The education sector is in flux and, in so many areas, it’s under severe pressure. Funding is down but demands are up – efficiency and savings are core to everything school business professionals do. Is the education sector on course to lose sight of its fundamental purpose? And what more can be done to save money? One Manchester-based school business manager shares a haunting view into the future
Mr Chips, B.Ed, NPQH, PGCE, CDM, GNT, CEO and executive learning facilitator, entered St Cutherbert’s plc. Academy’s multi-function learning environment (available at very reasonable rates for weddings, conferences bar mitzvahs and line dancing). He strode onto the stage and looked down at his education consumption units. Grasping the lectern firmly, he fired up the PowerPoint and started cascading the relevant information:
“Pupils, the results of the mid-term productivity assessments are now analysed. We have drilled down into the numbers and your value added just doesn’t hit the benchmark.
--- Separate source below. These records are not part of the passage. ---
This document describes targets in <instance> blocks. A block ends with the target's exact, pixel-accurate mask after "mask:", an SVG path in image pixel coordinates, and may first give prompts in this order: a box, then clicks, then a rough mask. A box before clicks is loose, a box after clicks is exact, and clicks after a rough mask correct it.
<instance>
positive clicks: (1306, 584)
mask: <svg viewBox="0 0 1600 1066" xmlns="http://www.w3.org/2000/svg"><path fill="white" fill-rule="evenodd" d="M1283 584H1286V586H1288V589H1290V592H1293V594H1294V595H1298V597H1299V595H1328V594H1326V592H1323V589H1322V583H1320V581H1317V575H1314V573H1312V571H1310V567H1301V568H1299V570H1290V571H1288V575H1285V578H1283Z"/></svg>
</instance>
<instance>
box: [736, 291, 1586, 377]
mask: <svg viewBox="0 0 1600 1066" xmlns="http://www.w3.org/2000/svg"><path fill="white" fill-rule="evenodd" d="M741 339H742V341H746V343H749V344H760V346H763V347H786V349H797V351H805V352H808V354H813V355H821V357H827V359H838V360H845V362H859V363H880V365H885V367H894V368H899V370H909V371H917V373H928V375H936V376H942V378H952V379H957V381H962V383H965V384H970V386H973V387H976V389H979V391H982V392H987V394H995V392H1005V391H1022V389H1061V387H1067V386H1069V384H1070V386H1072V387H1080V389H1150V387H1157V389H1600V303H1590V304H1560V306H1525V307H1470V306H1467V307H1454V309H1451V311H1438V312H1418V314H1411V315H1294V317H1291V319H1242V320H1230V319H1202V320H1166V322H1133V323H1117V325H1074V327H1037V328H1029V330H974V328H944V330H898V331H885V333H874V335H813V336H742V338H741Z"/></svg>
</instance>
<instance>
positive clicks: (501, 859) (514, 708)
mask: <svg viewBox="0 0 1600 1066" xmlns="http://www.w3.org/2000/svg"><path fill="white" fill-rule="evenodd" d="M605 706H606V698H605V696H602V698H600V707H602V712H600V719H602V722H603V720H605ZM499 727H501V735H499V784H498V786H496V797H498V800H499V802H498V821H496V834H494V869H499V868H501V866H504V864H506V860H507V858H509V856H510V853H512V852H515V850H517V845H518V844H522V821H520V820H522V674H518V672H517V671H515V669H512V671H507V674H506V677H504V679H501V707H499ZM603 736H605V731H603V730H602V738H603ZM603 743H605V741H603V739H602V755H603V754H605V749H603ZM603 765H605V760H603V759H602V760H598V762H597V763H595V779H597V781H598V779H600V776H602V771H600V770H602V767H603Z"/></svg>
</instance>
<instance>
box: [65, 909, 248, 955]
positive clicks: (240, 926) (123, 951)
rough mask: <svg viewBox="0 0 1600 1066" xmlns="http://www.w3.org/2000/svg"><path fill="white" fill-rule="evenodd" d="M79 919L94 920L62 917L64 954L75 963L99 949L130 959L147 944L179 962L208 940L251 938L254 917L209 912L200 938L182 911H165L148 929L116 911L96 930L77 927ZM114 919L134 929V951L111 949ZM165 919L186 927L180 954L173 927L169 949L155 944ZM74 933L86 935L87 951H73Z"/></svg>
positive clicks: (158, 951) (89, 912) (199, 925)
It is time to play hardball and review the game plan.
“St Cutherbert’s, as you know, is a results-driven, customer-centric, multi-faceted information transfer establishment. The learning facilitators and associated vice presidents have looked under the bonnet and seen what makes it sing. We have gone back to the drawing board and reviewed the strategic staircase. We are now going to get our ducks in a line and run it up the flag pole for you all to salute.
“We will not be moving the goal posts for the sports targets, as we have levelled the playing field.
“The music target will still include all its bells and whistles – but, you will all be singing off the same page.
“We have yet to dot the ‘i’s and cross the ‘t’s on the English language business plan.
“11C homework will be an evaluator pitch on how to circle back, touch base, keep outside the loop and reinvent the wheel – concurrently, to save time.
“Ms Smith’s spelling group are reminded there is no ‘I’ in team. We will have to have more joined-up thinking from philosophy and students of business studies will have to produce a paper on how to flog a dead horse.
“The technology department will be streamlined. ICT’s excuse that there isn’t enough bandwidth does not have legs and won’t stand up to further scrutiny. We will touch base offline.
“Drama students will be encouraged to act outside the box.
“Those on the geometry course will be expected to quickly square the circle.
“Food tech’s development scheme has been put on a back burner.
“The BTEC students doing plumbing and heating engineering will have to move to a hot desk environment. We will crack the whip over students on the animal behaviour BTEC.
“We have identified horticulture as the low hanging fruit and biology ideas on using millipedes we have identified as having legs.
“With regard to progress in musical movement, we will put on a record and see who dances.
“The communications strategy is now on my radar.
“So, as you can see, the helicopter thinking of the senior executives has led to an idea shower that has identified the game plan and win-win situations.
“We can’t let the grass grow under our feet on this so, please move into your discussion teams and brain storm your own action plans.”
The smiling shiny faces looked at him with wide-eyed admiration – or total bafflement. As he walked off the stage he thought they had to understand – it was all as plain as the nose on your face.